驚くニックの手を引っ張って、アーツはレンクスが待っている場所へと足早に急いだ。
「おーい、レンクス、待たせたな」
「おう、待ちくたびれたぞ。こんな気持ち悪いやつ、さっさと処分しちまおうぜ」
虫の上に座りながら、レンクスは機嫌が悪そうにアーツに返事をしていた。
「な、なんなんですかこれは」
連れてこられたニックが驚いて見ている。
「外をうろついている時に襲い掛かってきたんだ。脳天を一発で撃ち抜いたから、多分復活しないだろう」
アーツの答えに、ニックはほっとした表情を浮かべていた。
「で、こいつがなんだか分かるか?」
「すぐには結論は出せませんね。

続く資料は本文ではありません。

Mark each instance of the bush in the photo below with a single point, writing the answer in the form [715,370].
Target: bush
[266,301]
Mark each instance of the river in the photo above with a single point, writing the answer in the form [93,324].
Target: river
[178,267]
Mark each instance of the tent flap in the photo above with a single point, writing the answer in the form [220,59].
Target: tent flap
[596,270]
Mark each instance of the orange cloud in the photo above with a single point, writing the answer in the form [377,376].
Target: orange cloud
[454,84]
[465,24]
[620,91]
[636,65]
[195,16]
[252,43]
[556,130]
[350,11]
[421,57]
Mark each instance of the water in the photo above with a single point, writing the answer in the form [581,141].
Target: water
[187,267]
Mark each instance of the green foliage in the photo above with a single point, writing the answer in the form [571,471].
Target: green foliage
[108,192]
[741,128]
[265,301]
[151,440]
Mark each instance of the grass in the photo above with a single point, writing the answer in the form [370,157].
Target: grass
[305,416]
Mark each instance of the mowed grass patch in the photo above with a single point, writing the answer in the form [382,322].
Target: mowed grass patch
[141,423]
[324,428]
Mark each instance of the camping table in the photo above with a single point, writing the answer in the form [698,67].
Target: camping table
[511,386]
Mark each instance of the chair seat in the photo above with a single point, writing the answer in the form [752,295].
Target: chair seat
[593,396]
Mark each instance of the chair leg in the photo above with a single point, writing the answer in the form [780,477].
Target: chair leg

ちょっと調べてみる必要があると思います」
アーツの質問にニックはそう答えていた。博識なニックでもすぐに答えが出ないとは、アーツたちは首を捻るばかりである。
周辺の風景といい、あの巨大生物といい、目の前の謎の虫といい、どうやらアーツたちはまったくの未知の惑星に不時着してしまったようである。